The Ultimate Cooking Wine—Boxed Wine
11/2006
Can boxed wine compete with bottle wine—at least in cooking?
Granted, a cardboard box may not look as classy as a slender green bottle, but we wondered if boxed wine could compete with bottled wine when used in cooking. First employed in Australia and Europe and now widely available in the United States, spigot-released boxed wine is both inexpensive and convenient, and it has a long shelf life, which makes it appealing to the cook who may need only the occasional cup.

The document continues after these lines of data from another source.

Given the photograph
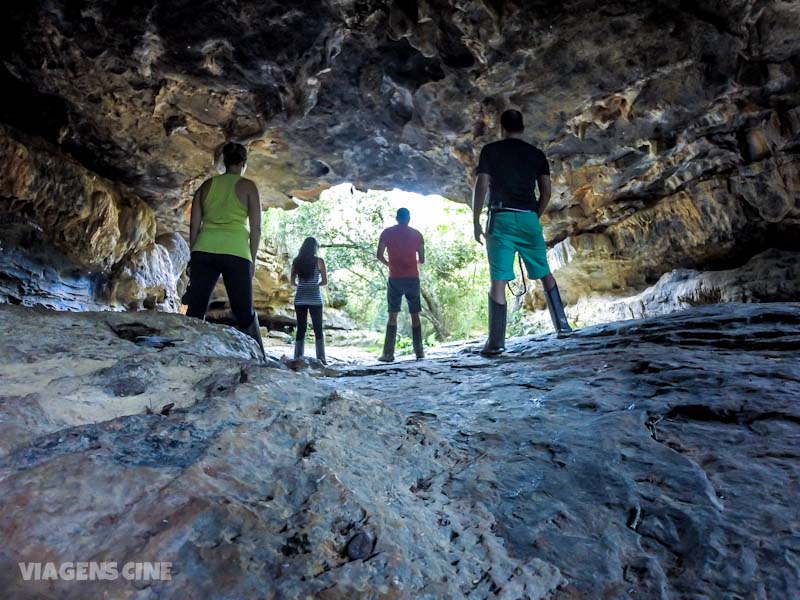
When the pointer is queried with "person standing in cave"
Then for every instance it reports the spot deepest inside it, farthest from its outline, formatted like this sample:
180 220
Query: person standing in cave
406 248
308 274
508 172
224 235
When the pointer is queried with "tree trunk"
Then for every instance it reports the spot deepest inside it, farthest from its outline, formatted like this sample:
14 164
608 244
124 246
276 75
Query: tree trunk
433 314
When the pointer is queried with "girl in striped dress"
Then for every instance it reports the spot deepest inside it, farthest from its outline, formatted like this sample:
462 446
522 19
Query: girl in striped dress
308 274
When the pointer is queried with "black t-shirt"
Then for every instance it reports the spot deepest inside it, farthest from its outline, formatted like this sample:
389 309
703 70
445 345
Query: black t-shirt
514 166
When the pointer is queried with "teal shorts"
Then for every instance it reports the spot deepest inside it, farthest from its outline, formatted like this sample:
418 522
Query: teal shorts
514 232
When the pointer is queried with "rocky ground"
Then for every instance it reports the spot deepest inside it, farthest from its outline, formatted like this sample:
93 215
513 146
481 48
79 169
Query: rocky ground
644 459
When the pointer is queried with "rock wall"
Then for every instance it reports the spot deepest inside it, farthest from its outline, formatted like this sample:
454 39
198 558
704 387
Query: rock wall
240 476
77 241
772 276
672 127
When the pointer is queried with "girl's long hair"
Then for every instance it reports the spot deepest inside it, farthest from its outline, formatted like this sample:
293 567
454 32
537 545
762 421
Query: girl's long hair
306 259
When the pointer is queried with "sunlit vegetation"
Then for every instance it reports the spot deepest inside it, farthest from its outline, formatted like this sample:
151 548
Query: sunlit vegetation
347 224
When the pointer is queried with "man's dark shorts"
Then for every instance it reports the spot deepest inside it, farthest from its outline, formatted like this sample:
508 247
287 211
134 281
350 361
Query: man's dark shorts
403 286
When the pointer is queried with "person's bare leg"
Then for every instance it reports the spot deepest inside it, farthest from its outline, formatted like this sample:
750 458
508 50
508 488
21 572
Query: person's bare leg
498 312
389 340
416 335
555 306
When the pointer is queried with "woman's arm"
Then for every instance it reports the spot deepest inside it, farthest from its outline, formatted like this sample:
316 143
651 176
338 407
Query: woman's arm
196 220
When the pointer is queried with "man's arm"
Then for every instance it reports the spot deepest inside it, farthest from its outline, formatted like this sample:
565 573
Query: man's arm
254 216
381 254
544 193
479 192
196 219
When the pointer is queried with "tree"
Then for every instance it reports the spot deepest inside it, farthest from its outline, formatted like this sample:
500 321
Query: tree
347 223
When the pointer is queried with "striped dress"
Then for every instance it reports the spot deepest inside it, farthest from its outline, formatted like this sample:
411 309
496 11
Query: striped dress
308 292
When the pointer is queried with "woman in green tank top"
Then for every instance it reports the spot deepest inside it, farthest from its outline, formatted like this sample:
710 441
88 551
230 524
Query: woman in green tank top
224 234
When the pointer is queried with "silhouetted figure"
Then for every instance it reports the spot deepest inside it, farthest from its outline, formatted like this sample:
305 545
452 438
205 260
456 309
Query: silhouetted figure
509 171
406 249
308 274
225 231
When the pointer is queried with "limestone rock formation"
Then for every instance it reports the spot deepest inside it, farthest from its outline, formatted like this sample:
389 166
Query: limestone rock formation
58 217
257 482
644 459
672 126
651 458
773 275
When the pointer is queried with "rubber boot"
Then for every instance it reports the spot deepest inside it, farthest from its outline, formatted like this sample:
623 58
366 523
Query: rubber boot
254 331
557 314
496 342
299 347
319 346
416 336
388 344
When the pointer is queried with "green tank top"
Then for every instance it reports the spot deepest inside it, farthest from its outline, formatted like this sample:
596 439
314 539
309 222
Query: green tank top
225 228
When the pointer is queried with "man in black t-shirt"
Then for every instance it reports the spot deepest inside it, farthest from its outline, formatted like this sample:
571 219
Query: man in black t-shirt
509 171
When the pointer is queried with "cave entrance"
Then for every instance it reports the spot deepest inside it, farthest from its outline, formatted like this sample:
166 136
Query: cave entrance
347 223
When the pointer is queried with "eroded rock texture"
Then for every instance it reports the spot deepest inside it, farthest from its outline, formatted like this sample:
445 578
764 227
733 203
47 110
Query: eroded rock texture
74 240
256 482
672 126
647 459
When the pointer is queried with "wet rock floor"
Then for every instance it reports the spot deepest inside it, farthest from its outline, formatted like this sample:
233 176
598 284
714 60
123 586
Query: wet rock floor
643 459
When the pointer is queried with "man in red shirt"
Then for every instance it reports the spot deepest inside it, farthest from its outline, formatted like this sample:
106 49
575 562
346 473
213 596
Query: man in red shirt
406 250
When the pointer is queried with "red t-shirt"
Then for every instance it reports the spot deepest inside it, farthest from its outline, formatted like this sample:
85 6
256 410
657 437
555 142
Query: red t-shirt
402 243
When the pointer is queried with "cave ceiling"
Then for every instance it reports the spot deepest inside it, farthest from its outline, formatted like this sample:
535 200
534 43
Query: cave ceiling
656 115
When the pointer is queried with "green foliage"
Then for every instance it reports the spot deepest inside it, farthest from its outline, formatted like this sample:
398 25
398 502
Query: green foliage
347 223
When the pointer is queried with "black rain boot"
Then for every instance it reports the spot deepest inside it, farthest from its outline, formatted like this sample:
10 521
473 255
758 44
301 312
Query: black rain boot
299 347
416 336
557 314
254 331
496 342
319 346
388 344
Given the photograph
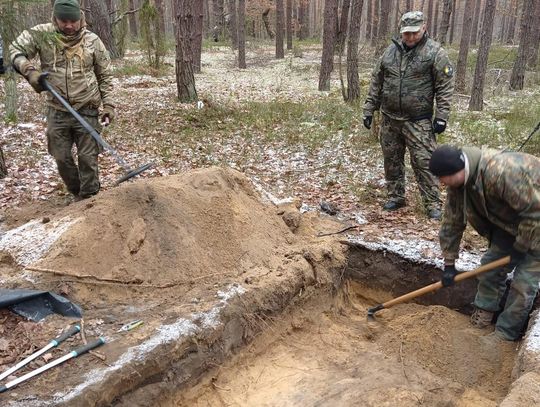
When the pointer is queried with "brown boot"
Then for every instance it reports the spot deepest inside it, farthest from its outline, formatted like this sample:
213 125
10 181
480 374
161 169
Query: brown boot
481 318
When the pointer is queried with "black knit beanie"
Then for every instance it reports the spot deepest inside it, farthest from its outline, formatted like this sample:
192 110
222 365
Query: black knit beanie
446 160
67 10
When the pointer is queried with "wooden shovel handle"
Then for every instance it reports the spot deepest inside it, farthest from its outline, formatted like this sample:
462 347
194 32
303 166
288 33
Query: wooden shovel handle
435 286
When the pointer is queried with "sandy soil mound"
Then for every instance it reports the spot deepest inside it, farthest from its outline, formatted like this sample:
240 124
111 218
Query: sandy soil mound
171 230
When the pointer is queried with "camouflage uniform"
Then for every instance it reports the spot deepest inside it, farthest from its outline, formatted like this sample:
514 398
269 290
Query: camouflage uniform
404 84
81 73
501 200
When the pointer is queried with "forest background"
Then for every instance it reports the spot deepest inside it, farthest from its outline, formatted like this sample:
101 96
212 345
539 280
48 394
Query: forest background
273 89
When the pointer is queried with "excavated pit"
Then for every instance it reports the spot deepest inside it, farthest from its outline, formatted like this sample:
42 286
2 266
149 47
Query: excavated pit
322 351
244 304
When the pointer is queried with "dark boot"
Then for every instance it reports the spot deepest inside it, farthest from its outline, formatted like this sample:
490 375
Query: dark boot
392 205
434 213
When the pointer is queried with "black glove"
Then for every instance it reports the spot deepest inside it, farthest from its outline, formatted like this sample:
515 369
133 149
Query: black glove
439 126
367 121
448 275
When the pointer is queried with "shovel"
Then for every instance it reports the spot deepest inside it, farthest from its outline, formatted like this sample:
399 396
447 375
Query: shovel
55 342
435 286
130 173
73 354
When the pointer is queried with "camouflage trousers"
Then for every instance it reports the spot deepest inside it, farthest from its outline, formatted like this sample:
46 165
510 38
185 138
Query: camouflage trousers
64 131
418 137
523 288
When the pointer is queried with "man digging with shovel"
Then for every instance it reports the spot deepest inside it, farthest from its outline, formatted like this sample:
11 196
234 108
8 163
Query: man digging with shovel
498 193
78 66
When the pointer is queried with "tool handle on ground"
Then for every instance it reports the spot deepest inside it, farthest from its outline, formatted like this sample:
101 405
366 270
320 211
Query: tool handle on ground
71 331
459 277
55 342
43 81
73 354
89 346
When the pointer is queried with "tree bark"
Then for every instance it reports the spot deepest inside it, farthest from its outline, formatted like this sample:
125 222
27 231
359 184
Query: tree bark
510 33
461 68
280 29
369 21
184 27
241 34
453 21
133 28
430 17
198 12
343 24
435 25
329 41
477 94
267 23
518 70
99 22
445 20
382 31
233 26
532 60
476 19
353 82
288 23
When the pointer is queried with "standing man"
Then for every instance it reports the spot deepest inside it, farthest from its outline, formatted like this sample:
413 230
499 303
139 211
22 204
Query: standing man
79 68
408 77
498 193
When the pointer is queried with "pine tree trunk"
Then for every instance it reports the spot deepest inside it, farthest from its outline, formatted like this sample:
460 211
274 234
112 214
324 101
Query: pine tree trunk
267 23
512 24
343 25
382 31
99 22
518 70
233 26
288 23
461 68
353 82
133 28
436 19
280 29
198 12
477 94
217 11
429 17
369 22
185 80
3 166
329 41
453 21
476 19
445 20
241 34
532 60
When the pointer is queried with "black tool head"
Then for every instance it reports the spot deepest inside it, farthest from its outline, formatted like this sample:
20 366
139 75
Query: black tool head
134 172
373 310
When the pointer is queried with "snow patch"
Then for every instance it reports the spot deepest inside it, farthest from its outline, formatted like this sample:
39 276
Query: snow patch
166 334
29 242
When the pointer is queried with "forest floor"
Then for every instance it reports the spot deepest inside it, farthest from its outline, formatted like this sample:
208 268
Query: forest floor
290 144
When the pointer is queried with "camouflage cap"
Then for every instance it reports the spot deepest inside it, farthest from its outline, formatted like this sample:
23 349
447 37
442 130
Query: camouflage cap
411 21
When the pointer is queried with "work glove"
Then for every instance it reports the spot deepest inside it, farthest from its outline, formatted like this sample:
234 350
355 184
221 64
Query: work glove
33 79
439 126
107 116
448 275
367 121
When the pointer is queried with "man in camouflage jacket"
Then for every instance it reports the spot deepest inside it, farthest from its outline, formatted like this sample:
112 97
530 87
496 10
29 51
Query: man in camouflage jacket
498 193
409 76
79 68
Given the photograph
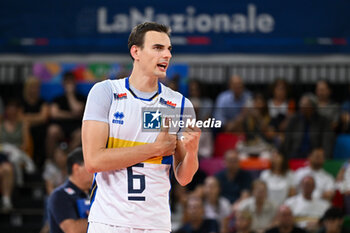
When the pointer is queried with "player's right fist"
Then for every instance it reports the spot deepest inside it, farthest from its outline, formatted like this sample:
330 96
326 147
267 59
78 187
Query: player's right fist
165 142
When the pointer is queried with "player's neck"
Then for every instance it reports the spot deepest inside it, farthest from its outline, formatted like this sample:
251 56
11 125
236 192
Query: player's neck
143 82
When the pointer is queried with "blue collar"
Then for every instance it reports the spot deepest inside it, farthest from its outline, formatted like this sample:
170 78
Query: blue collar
127 86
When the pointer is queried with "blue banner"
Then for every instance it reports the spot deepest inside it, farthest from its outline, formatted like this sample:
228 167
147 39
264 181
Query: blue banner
91 26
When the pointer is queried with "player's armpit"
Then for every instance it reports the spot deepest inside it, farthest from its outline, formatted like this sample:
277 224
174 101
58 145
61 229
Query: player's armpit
74 225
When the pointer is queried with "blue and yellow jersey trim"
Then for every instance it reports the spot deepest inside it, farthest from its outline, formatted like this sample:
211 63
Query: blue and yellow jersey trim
119 143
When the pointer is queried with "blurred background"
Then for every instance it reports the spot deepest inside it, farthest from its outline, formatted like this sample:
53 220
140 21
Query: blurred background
276 73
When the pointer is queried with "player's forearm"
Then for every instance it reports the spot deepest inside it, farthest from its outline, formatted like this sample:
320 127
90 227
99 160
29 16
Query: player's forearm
186 169
74 226
107 159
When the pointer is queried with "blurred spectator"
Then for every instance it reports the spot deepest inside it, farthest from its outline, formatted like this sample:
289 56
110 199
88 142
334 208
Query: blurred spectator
55 173
332 221
178 198
1 108
66 114
204 104
256 126
206 141
263 211
343 185
67 206
279 179
234 182
6 182
243 222
344 121
194 219
230 104
306 209
307 130
280 108
326 107
215 206
325 185
285 222
35 113
14 139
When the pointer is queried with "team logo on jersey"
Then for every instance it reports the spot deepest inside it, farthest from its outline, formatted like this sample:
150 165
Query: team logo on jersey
167 103
118 118
70 191
118 96
152 119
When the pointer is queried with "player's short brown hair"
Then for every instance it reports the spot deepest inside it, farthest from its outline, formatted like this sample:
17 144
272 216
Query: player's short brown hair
137 35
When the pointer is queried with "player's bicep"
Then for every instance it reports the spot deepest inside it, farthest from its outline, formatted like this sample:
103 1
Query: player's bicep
94 139
66 226
179 155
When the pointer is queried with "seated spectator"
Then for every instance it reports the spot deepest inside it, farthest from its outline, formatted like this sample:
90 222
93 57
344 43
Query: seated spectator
344 121
231 103
194 219
66 114
1 108
67 204
6 182
36 114
215 206
307 130
206 141
234 182
263 211
259 135
326 107
332 221
55 173
280 108
306 209
325 185
279 179
14 140
243 222
285 222
343 184
204 104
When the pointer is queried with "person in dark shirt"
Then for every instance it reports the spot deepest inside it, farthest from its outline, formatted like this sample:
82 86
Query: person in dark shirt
285 222
68 205
235 183
66 113
36 114
195 221
332 221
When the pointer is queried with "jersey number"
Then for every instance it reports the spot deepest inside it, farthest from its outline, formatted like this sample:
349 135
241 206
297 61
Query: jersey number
132 179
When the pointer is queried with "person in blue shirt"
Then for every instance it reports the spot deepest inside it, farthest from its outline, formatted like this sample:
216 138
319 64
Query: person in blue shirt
68 205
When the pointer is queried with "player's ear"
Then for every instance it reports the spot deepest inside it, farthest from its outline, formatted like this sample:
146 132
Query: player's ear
134 51
75 168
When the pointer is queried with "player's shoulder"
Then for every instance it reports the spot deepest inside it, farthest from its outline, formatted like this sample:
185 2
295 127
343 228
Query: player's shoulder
109 85
170 93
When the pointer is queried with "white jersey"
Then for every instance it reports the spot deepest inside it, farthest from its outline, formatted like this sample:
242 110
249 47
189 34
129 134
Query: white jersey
137 196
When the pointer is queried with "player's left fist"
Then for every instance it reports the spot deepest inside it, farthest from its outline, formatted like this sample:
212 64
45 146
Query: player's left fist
190 139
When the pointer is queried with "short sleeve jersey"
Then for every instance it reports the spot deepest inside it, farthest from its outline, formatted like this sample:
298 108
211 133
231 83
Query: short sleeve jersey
136 196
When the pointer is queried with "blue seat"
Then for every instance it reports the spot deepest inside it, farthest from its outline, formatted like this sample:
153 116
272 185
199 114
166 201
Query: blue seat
342 147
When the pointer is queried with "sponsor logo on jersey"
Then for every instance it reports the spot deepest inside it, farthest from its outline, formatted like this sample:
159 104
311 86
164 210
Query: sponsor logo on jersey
118 118
152 119
70 191
118 96
167 102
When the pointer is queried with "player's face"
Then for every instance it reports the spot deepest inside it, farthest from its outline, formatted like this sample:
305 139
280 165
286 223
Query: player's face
155 55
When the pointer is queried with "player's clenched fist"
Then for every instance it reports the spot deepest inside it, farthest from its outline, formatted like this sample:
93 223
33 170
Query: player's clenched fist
166 142
190 139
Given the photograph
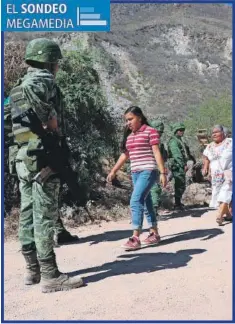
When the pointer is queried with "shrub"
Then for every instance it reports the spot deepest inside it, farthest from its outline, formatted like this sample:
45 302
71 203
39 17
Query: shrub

To find out if boxed wine belongs in the kitchen, we tasted an array of boxed varietals ranging in price from $12.99 to $19.99 for three- or five-liter boxes, including Shiraz, Merlot, and Burgundy. As a control, we included a $10 bottle of the Cotes du Rhone we often use in the test kitchen for cooking. Sampled fresh out of the box, some of the wines did not impress, tasting sweet, simple, and sangria-like. But others were quite good, and tasters actually preferred them to the bottled wine. For the next test, we used each of the wines in our Modern Coq au Vin (page 19) and a red wine pan sauce. To our surprise, all of the sauces-even those made with the wines we didn't like straight from the box-were fine.
After the bottles and boxes had been open for two weeks, we tasted them in pan sauce again. As expected, the recorked bottle of Cìtes du Rhìne had skunked, depreciating to a flat, alcohol-flavored sourness, but the boxed wines were still going strong. Even at a full seven weeks, the unrefrigerated boxed wines were fine for cooking.
How do boxed wines stay fresh for so long? An airtight, bladder-like plastic sac collapses as wine is removed (the box is there only for stackability and portability), making the wine less susceptible to oxidation. Price is another plus: Those we tested cost the equivalent of $2 to $5 a bottle.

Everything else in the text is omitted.